Aira led them. Though they journeyed paths she remembered this wavered between being haunting and a chore. Only when the final couple of hills lay between them and the village and Boroden had shaken himself to resume some semblance of his former self did Aira become keen for her mission.
‘Where are you going?’ Quentillian called after Aira who was stepping down the worn rocks peeping amongst the hillside.
‘To fetch the sword.’
‘Wait. You can’t go to that village alone. It isn’t safe,’ Quentillian huffed.
‘She’s not going alone.’ Aira found Boroden behind her. There was a strength in his steady gaze that comforted her. She realised gratefully that she needed him with her at this moment more than at any other time. The surprise was in that he had come, for she had not dared to expect it.

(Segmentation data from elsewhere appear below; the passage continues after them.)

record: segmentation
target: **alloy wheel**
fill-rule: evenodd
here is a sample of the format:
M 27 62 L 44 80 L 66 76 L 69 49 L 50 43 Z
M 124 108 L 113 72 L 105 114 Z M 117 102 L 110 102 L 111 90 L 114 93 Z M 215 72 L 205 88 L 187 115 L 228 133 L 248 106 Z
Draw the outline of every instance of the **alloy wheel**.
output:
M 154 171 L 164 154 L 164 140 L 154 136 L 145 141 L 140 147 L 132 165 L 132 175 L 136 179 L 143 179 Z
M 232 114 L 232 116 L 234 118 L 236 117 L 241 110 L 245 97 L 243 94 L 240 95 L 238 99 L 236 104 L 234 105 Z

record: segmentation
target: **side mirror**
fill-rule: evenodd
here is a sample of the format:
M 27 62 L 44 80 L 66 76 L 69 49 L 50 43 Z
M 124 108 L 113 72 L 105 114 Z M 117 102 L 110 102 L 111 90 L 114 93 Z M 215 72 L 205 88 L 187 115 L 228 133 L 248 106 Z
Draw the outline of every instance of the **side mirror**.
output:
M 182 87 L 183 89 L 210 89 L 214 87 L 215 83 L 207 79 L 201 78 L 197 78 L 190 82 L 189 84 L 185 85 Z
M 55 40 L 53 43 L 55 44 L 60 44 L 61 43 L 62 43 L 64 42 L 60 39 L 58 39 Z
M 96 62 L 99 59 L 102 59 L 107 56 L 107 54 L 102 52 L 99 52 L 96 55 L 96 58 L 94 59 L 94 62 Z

They went on together, the only sound their companionable footfalls.
Boroden spoke first. ‘These hills must be quite familiar to you.’
‘Yes. They seem so now, although that’s strange. When I was young I only came here a few times. They were far and then they seemed the edge of my world.’
Boroden nodded and kept at her side.
Aira fumbled through her mind for something to say to him, finding this hard for the occasion before her was so close to her heart. Then she realised that there was no need to talk. In that familiarity forged of long years shared he knew how she felt.
Aira relaxed, letting the rhythm of her footsteps and the song of the wind absorb her. It was enough that Boroden was here.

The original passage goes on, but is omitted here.